Firms that make certain agreements with other companies where their combined turnover is no more than £20m are immune from fines under UK law.

However, the CMA does have the power to withdraw that immunity if it feels that any such agreement is likely to break competition law, which it has done in the case of TGA. It said it was the first time immunity has been withdrawn at this early stage of an investigation.

Following the withdrawal, TGA risks a penalty of up to 10% of its worldwide turnover if it restricts the freedom of retailers to advertise prices online in the future.

TGA made sales of almost £9m in its last financial year, meaning that if it did breach any regulations in future, it could be fined up to £900,000 should the CMA decide to apply the most severe penalty.

The CMA noted that TGA has now taken action to bring to an end the online price advertising restrictions in question.

It stated that the Suffolk-based manufacturer is now in the process of confirming to all its retailers that they are free to advertise prices online and to decide for themselves the level of those prices. In addition, TGA is instituting a wide-ranging competition compliance and training programme across its business.

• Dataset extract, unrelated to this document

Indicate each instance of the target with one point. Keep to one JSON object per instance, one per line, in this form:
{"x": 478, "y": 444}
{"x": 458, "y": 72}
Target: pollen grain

Ann Pope, senior director for antitrust enforcement at the CMA, said: “The internet is an increasingly important distribution channel and people are held back from finding the best deal if retailers are prevented from advertising their prices online.

“Businesses of all sizes need to take competition law seriously. We will withdraw immunity from small businesses, exposing them to the risk of fines, if we think it is necessary – particularly where previous warnings have been ignored.”

TGA told AMP that to date no infringement had been found and stressed that it continues to co-operate fully with the CMA’s investigation. TGA’s full statement on the matter can be read HERE.

The CMA said it is considering its “next steps” in the ongoing investigation in light of TGA taking action to bring the restrictions to an end and to comply with competition law going forward.

The CMA has history of investigating the mobility sector for competition concerns, with its predecessor body carrying out a major formal investigation into certain suspected online restrictions back in 2012.

In August 2013 it ruled that Roma Medical Aids entered into arrangements with seven UK-wide online retailers which prevented them from selling Roma-branded mobility scooters online and from advertising their prices online. It directed all the parties concerned to bring the infringing arrangements to an end and to refrain from entering into the same or similar arrangements in the future.

In March 2014, the OFT announced that Pride Mobility Products and some of its retailers had infringed competition law regarding the sale of mobility scooters. Its investigations found that over various periods relating to different retailers between 2010 and 2012, Bicester- based Pride entered into arrangements with eight of its UK-wide online retailers which prevented them from advertising online prices below Pride’s Recommended Retail Price (RRP) for certain models of mobility scooter.

Again, the OFT ordered the parties to bring the arrangements to an end, where this had not already happened, and to refrain from entering into the same or similar arrangements in the future.